Reducing Academic Flight Symposium

participants in the room – twice as many again out there online

The Reducing Academic Flight workshop surpassed expectations by a long way. We knew we had a good bunch of speakers, but the range of talks was broader, and more apposite than could be anticipated. They ranged from hitting hard with the fundamental ethical trouble of flight – as banal evil (Johan Gardebo), indirect but real violence (Joseph Nevins) and key to making the climate emergency (Kim Nicholas) – through theoretically informed and deeply reflective understandings of the embeddedness of flying to academic practice (James Faulconbridge, Andrew Glover), the difference that Geography makes to the costs of cutting flying (Debbie Hopkins) and inescapable value of direct interpersonal engagement (Monica Buscher) to findings from surveys into climate scientists flight (Stuart Capstick), details of experiments in doing academia differently (Renee Timmers) and of institutional efforts to make a difference (Sion Pickering ). Contrasts were strong but they worked together to effectively unpick the vexed issue of academic flight and the challenges and opportunities facing measures to radically reduce air travel dependence in academia.
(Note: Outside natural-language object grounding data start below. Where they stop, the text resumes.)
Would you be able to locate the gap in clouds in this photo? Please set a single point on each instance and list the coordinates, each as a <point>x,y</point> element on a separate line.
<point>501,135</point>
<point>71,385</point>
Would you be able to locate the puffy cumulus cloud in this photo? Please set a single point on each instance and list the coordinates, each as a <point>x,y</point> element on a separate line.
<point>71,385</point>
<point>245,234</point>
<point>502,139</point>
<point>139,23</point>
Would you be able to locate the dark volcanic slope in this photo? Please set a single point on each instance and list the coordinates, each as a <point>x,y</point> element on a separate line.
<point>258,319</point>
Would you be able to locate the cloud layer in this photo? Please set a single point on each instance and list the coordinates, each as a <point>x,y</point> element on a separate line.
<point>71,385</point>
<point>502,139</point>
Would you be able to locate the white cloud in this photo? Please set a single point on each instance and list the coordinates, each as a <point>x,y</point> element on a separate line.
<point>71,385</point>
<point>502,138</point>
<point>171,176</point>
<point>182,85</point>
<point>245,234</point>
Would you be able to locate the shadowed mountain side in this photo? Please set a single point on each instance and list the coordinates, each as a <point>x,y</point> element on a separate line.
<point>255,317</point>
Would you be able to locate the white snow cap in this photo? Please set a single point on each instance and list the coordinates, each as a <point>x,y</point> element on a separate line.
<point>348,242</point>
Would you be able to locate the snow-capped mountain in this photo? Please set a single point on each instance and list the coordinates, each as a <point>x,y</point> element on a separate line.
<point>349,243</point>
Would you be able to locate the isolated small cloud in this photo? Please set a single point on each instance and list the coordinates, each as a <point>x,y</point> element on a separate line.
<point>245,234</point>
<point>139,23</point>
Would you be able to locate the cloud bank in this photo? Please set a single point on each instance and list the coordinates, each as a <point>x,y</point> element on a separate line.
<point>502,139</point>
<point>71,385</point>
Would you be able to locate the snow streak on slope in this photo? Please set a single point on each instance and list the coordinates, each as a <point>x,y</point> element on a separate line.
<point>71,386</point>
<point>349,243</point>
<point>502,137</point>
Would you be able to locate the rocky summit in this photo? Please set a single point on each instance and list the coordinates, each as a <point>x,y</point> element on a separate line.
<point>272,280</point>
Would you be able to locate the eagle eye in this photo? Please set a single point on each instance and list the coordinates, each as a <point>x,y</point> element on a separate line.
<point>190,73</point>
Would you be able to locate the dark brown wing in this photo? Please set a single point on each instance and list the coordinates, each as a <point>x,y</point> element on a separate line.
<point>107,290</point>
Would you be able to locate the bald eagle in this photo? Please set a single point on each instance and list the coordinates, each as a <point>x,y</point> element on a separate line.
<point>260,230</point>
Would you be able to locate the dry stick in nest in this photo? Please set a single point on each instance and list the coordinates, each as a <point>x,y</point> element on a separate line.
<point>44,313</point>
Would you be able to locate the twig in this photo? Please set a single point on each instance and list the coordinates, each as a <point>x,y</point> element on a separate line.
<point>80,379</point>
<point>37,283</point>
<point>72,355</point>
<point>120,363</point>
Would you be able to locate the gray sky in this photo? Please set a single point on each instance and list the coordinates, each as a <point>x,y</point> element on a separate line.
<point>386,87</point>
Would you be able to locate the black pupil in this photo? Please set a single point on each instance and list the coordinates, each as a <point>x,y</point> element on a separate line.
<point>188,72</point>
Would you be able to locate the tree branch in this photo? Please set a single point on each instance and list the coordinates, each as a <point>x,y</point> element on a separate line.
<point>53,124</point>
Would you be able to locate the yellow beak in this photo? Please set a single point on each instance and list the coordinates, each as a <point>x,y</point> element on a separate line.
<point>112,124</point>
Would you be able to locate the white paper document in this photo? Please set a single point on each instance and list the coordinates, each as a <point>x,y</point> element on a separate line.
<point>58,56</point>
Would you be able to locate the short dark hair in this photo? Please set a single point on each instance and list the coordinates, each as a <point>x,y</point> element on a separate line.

When Stephen Allen first got funding for us to run a workshop together on reducing academic flight, we thought we’d maybe manage to get half a dozen folk actively researching this into a room. But all dozen speakers we invited agreed to attend – and in the event did, making for a packed programme. Some modest advertising – more intended to spread news that it was happening than to encourage attendance – quickly took off and registrations amassed . We ended up with 30 rather than 6 in the room, and something like 80 people taking part remotely across more than a dozen countries via the collaboration platform – in addition to 4 international speakers presenting remotely. We do not have a firm figure for remote participatoin as some connections were to rooms of several people – including around 20 in Oslo.

We are working on an online repository for content from the day, and hopefully that will be a basis for further research and action from what seemed to be an energetic network brought together by the event.

Author: Matt Watson

A Human Geographer at the University of Sheffield, interested in how everyday human action and social orders make each other, with implications for sustainability and wellbeing.